The first sign of that change coming has already materialised in California, where over-enthusiastic drone pilots jostled to get footage of wildfires threatening homes. Because that meant water-bombers were grounded due to the danger of crashing into a drone, officials said hang federal law, and instituted a state decree allowing first responders in an emergency situation the right to “do something” about drones.
And in Sweden, legislation was recently passed whereby any drones with a camera mounted on them will now be treated as surveillance cameras. You’ll only get a permit for them if the goal of the filming is to “prevent, detect or investigate crime or to prevent accidents”.
It’s a start, Walker says, but don’t rush out for a shotgun licence just yet.

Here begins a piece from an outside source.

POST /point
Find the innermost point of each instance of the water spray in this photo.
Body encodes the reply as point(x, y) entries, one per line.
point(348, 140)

“Unfortunately, these kinds of laws only change after a big event,” he says. “I don’t think the laws will change until there is a disaster, be it at an airport or something terrible like that, and that will be the catalyst.”
The UK government is preparing for that day. It recently commissioned a study into crashing drones into plane engines to see what happens.
If you think that sounds excessive, in June alone, there were seven events of drones illegally flying at UK airports.
“Every day it’s building, every day there’s another example of drones causing problems and Australia might be a little bit behind, but it’s happening more and more here as well,” Walker says.
The good news is, DroneShield is ready to help when people are actually allowed to defend themselves against an invading drone.
“We’ve been really clear to the market; our strategy is we’re a detection company today,” he says. “But our strategy is to add countermeasures to our capability and actually sell that combined solution in the countries we’re allowed to.”
And those countries do exist, such as Brazil, where it’s perfectly legal to take out a drone entering your space. Walker says DroneShield plans to build that “combined solution” in Australia, sell in countries where it can be legally used and be ready to roll it out in North America, Australia and Europe as the laws change.
If the laws change, he adds.
“It might get to the day where you and I can do something about it but I think in Australia that might be a long way away.”